Module B7 — Design WhatsApp (Real-Time Messaging)
System Design Mastery Course | Track B: HLD | Week 17
🎯 Module Overview
Duration: 1 Week | Track: B — HLD Case Studies | Prerequisites: B1–B6 Goal: WhatsApp is the canonical real-time messaging question. It tests WebSockets, message delivery guarantees, presence systems, group messaging fan-out, and storage at scale. Appears at every FAANG.
1. Requirements
Functional
Core:
1. 1-on-1 messaging — send/receive text, media, emoji
2. Group messaging — up to 1,024 members
3. Message delivery receipts — sent ✓, delivered ✓✓, read ✓✓ (blue)
4. Online presence — "Online" / "Last seen at 3:42 PM"
5. Media sharing — images, video, audio, documents
Out of scope: calls, disappearing messages, payments, status stories
Non-Functional
Scale:
2 billion users, 100M DAU
100 billion messages/day → ~1.16M messages/sec
Average message: 100 bytes (text) to 10 MB (video)
Group message fan-out: 1 sender → up to 1,024 recipients
Performance:
Message delivery latency: p99 < 500ms (sender to recipient)
Presence update propagation: p99 < 1 second
Availability: 99.99%
Message durability: zero message loss
Ordering: messages in a conversation must be in order
2. The Core Protocol: WebSockets
Why Not HTTP Polling?
Short polling (every 1s):
100M users × 1 req/sec = 100M req/sec → server overloaded
Wasteful: most polls return empty response
Latency: up to 1s delay
Long polling:
Better: client holds connection open, server responds when message arrives
Problems: connection drops, reconnect storms, proxy timeouts
Still stateless — server must find messages for each reconnect
WebSockets (chosen):
Persistent TCP connection between client and server
Bidirectional: server pushes messages to client instantly
Full-duplex: client and server send simultaneously
Latency: milliseconds (no polling delay)
Efficient: one connection per user (not per message)
WebSocket Lifecycle
1. Client sends HTTP UPGRADE request
2. Server responds 101 Switching Protocols
3. TCP connection remains open — WebSocket frames flow bidirectionally
4. Heartbeat (ping/pong every 30s) keeps connection alive through NAT
5. On disconnect: client reconnects, fetches offline messages via REST
3. High-Level Architecture
SEND MESSAGE PATH:
[Alice's Phone]
│ WebSocket frame: {to: Bob, content: "Hey!"}
↓
[Chat Server A] ← Alice is connected here
├── Write message to Cassandra (durable, message_id = Snowflake)
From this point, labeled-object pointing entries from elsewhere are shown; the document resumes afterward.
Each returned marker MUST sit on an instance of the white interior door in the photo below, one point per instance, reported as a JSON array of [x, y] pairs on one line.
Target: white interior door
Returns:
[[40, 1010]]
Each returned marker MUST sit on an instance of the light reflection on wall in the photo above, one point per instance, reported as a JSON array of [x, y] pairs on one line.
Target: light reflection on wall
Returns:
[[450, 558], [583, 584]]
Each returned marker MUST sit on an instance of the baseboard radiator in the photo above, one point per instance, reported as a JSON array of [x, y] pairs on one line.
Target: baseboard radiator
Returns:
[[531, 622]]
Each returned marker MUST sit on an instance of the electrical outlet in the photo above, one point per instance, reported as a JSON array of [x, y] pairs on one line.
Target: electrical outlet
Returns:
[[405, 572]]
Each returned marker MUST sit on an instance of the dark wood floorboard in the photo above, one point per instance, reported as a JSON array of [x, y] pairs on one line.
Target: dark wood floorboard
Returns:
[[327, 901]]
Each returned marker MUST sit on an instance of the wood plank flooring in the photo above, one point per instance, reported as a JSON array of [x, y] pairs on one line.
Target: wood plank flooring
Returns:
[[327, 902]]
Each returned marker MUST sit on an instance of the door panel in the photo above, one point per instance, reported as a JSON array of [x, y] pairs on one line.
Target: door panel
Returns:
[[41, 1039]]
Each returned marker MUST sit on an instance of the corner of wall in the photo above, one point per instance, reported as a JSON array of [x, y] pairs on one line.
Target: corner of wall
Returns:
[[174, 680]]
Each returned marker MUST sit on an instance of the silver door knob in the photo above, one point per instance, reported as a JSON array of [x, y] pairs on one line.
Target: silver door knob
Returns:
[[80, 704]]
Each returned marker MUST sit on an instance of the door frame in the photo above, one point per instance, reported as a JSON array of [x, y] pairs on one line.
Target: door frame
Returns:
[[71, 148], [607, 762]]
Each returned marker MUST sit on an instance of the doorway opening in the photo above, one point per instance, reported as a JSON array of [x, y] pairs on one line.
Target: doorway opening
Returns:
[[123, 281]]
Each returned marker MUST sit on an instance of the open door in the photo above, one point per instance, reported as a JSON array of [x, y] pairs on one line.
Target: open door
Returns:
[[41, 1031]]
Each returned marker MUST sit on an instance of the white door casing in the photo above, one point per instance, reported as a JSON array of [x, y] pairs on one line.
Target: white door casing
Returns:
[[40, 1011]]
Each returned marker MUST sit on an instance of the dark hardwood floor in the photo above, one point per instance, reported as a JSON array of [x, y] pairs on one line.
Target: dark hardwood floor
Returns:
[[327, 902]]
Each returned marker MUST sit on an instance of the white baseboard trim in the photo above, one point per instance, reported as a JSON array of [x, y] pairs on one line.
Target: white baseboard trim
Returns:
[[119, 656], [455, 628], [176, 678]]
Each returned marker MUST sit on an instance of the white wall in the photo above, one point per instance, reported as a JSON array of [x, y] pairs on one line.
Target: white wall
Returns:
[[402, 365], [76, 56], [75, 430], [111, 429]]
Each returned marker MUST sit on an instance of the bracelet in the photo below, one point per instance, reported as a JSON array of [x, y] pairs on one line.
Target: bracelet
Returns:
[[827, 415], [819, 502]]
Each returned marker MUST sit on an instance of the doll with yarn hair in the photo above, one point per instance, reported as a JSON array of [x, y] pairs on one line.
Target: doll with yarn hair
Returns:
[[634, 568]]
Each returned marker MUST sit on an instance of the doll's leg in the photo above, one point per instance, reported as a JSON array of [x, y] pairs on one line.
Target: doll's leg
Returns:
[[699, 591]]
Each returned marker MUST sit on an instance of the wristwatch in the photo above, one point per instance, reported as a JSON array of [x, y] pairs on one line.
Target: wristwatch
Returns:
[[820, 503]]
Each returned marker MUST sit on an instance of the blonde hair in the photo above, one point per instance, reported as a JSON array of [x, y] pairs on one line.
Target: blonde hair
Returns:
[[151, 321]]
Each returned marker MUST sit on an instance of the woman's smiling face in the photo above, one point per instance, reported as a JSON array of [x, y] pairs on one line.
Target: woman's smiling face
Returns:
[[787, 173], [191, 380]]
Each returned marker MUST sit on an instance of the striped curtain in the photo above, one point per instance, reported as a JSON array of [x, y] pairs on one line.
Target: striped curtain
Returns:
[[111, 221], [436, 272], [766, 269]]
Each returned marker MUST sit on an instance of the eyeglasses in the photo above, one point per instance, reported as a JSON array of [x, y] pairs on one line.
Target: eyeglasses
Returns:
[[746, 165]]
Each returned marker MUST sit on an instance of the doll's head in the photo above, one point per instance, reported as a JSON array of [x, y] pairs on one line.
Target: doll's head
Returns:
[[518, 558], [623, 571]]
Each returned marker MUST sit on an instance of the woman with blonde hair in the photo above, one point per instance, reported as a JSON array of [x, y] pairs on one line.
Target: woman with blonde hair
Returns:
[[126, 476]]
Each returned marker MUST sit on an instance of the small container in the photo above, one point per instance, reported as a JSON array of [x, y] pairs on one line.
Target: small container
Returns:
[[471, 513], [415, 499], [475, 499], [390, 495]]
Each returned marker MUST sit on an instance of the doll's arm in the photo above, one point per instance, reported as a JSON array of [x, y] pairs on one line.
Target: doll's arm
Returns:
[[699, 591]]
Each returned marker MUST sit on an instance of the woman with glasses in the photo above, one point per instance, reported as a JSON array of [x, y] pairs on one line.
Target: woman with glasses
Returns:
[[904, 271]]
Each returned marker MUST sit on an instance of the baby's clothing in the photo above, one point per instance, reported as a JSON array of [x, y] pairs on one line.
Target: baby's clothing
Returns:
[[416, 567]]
├── Publish to Kafka topic: "messages" (async fanout)
└── Return ACK to Alice: message received by server ✓
[Message Routing Service] (Kafka consumer)
├── Look up: which Chat Server is Bob connected to? (Session Store → Redis)
│ → Bob is connected to Chat Server C
└── Route message to Chat Server C
[Chat Server C]
└── Push message to Bob via Bob's WebSocket connection ✓✓ (delivered)
[Bob reads message]
└── Bob's client sends "read receipt" back via WebSocket
→ Chat Server C routes to Chat Server A → pushed to Alice ✓✓ (blue)
OFFLINE USER PATH:
[Bob is offline]
Message stored in Cassandra "inbox" for Bob
When Bob reconnects: REST API fetches all offline messages since last_seen_msg_id
4. Key Components
Chat Server (Stateful)
Each Chat Server maintains WebSocket connections for N users.
The server IS stateful — knows which users are connected locally.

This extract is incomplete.